Confronted with a lackluster movie, the advertising campaign has focused on the film’s glittering cast: Rami Malek and Anya Taylor-Joy play Valerie’s sinister brother and sister-in-law, Mike Myers is a bird-loving glassmaker, Zoe Saldaña is an underwritten medical examiner, and even Robert DeNiro appears as an anti-corporatist general with the speech patterns and mannerisms of Bernie Sanders. Though Malek and Taylor-Joy are unbearable, most of the performances are adequate; still, only Bale and Myers have the required charisma.
Every scene is about two minutes too long, which yields a wearying, two-hour-14-minute runtime. The camera is almost always still, and there’s rarely any motion in the frame. Really, it’s like a picture book with drab colors.

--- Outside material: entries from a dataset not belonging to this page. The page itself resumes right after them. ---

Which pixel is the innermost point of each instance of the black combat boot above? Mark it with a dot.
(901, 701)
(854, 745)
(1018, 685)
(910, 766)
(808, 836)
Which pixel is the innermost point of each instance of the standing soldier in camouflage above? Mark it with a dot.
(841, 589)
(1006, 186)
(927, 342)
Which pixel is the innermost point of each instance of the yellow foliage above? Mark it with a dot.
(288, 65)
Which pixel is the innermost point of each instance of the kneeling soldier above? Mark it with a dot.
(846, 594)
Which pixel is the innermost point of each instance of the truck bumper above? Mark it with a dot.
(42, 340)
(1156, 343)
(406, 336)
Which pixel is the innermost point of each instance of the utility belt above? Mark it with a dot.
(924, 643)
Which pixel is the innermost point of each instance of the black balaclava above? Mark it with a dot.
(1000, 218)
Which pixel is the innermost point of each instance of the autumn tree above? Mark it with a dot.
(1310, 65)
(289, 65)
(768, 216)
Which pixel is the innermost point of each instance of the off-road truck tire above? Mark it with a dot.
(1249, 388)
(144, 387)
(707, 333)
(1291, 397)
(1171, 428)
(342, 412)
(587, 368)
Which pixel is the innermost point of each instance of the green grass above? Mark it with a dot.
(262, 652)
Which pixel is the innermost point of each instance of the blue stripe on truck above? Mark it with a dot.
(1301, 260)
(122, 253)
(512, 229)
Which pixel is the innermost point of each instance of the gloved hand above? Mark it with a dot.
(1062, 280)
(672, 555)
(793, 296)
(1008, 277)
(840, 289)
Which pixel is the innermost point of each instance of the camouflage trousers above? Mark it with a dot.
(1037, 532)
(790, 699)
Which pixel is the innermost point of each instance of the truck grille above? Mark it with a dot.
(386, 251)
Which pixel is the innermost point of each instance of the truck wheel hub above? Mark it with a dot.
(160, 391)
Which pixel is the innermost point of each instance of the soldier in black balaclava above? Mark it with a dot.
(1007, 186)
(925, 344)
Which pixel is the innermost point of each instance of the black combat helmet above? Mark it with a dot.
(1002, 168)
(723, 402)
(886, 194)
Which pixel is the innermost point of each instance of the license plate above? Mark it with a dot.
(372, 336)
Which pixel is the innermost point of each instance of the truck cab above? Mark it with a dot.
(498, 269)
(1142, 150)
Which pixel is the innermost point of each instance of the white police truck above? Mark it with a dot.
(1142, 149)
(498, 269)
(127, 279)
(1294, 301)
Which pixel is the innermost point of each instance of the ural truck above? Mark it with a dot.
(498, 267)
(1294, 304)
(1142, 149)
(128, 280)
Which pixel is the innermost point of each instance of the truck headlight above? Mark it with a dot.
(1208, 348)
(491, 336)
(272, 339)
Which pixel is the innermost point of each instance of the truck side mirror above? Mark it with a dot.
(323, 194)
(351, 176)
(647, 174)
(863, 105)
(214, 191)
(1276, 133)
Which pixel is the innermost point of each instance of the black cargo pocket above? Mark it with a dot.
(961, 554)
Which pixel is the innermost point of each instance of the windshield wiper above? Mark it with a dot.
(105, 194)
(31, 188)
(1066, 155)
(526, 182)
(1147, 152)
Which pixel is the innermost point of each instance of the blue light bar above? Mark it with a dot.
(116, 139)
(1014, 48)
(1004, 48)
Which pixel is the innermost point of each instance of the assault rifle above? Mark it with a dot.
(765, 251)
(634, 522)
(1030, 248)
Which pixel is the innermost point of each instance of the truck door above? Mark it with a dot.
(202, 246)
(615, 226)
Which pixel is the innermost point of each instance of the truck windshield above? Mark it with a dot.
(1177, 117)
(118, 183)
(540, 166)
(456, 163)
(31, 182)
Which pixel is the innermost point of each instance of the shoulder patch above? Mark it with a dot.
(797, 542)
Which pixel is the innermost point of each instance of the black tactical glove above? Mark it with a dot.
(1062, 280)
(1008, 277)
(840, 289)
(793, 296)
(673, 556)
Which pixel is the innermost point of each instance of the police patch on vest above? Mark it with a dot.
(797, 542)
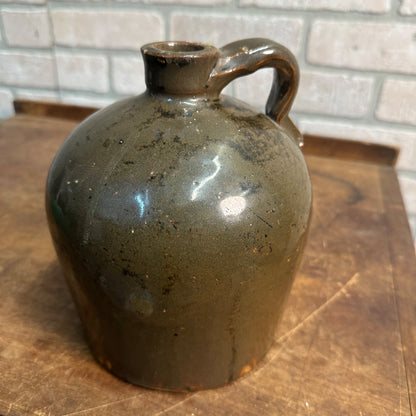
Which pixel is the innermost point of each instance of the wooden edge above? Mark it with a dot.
(313, 145)
(403, 259)
(349, 149)
(43, 109)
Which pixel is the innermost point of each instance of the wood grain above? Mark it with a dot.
(346, 344)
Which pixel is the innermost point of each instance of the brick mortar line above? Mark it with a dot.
(304, 64)
(3, 42)
(226, 9)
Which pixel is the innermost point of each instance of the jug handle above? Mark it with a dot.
(247, 56)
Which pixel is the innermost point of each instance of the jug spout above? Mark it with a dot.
(180, 68)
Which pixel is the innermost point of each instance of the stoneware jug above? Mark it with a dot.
(179, 217)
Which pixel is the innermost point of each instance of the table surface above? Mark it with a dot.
(346, 344)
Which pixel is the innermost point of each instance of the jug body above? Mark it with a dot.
(179, 221)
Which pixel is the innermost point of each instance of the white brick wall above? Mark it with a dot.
(6, 103)
(373, 6)
(82, 72)
(27, 69)
(27, 27)
(398, 101)
(362, 45)
(106, 29)
(408, 7)
(357, 58)
(128, 74)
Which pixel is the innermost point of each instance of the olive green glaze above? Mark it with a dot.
(179, 217)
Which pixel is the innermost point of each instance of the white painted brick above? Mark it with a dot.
(404, 139)
(82, 72)
(106, 28)
(24, 1)
(318, 93)
(193, 2)
(85, 100)
(34, 95)
(363, 45)
(407, 182)
(128, 74)
(27, 69)
(372, 6)
(412, 222)
(398, 102)
(27, 28)
(408, 7)
(333, 94)
(6, 104)
(218, 30)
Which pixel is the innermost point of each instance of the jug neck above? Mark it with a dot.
(178, 68)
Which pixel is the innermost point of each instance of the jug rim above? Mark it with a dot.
(179, 49)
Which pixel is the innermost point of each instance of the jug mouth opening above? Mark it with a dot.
(178, 49)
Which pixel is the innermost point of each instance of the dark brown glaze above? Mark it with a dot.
(179, 217)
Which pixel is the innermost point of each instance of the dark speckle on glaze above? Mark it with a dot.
(179, 217)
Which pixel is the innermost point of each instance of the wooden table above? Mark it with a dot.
(346, 345)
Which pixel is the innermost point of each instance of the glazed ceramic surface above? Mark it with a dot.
(179, 217)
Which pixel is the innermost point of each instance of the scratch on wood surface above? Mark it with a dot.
(103, 406)
(185, 399)
(341, 292)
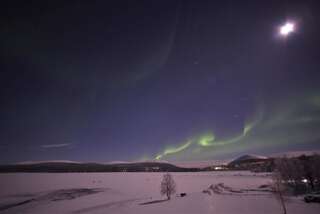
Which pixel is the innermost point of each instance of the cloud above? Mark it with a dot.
(51, 146)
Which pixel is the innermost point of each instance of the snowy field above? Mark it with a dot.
(207, 192)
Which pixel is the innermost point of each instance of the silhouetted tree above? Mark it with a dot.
(168, 186)
(278, 190)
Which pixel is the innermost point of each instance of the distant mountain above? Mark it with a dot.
(247, 159)
(58, 166)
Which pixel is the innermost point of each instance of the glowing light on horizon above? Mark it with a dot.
(287, 29)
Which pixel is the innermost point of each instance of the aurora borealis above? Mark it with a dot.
(157, 80)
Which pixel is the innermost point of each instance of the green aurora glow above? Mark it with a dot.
(286, 122)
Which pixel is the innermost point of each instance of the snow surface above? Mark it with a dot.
(232, 192)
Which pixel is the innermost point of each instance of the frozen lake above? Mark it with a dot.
(207, 192)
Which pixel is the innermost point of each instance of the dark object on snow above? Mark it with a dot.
(183, 194)
(314, 197)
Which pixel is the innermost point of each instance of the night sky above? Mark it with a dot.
(168, 80)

Only from the pacing of the dialogue can we infer that the screenwriter (Russell again) has included jokes, and the quirky, woodwind-heavy score from Daniel Pemberton might try to trick you into thinking the movie has more charm than it does.
But the main reason Amsterdam is so dull is the story. It’s bad etiquette for a critic to reveal a movie’s third act, although I don’t know what I could say that hasn’t been shown in the trailers. Be warned that Amsterdam features no twists, no red herrings, no betrayal, and no nuanced characterization whatsoever. If you can’t follow such a story, a scene at the end explains it one more time. That’s the detail that bothers me the most — I expect Hollywood to produce bland movies, but I’m insulted that the filmmakers thought Amsterdam was so brilliant and complex that it might go over the poor audience’s heads.
What’s puzzling, then, is not the plot but the inclusion of three messages that never coalesce. The first is that racism and antisemitism are bad. Burt (who, like the writer-director, is half Catholic and half Jewish) is disparaged by his snooty wife and her family, while an ex-soldier played by Chris Rock appears in a handful of shots to denounce mistreatment of African Americans. All these moments feel forced, especially since the movie misses the obvious opportunity to connect them with the second theme: Fascism is bad. You see, some of the characters in Amsterdam are antisemites and racists, while others are fascists. And what’s so bad about fascists, according to the movie? They want to work with big corporations to launch a coup d’état. If there’s anything specifically reprehensible about fascist ideology or policy — say, racism or antisemitism — we’re never told. Okay, we are, in one brief, clunky flashback to a forced-sterilization clinic that is never mentioned again.
The final message is about the power of friendship. I suppose that, with the right group of people, you too could dance on sandy floors or foil a plan to topple the United States government.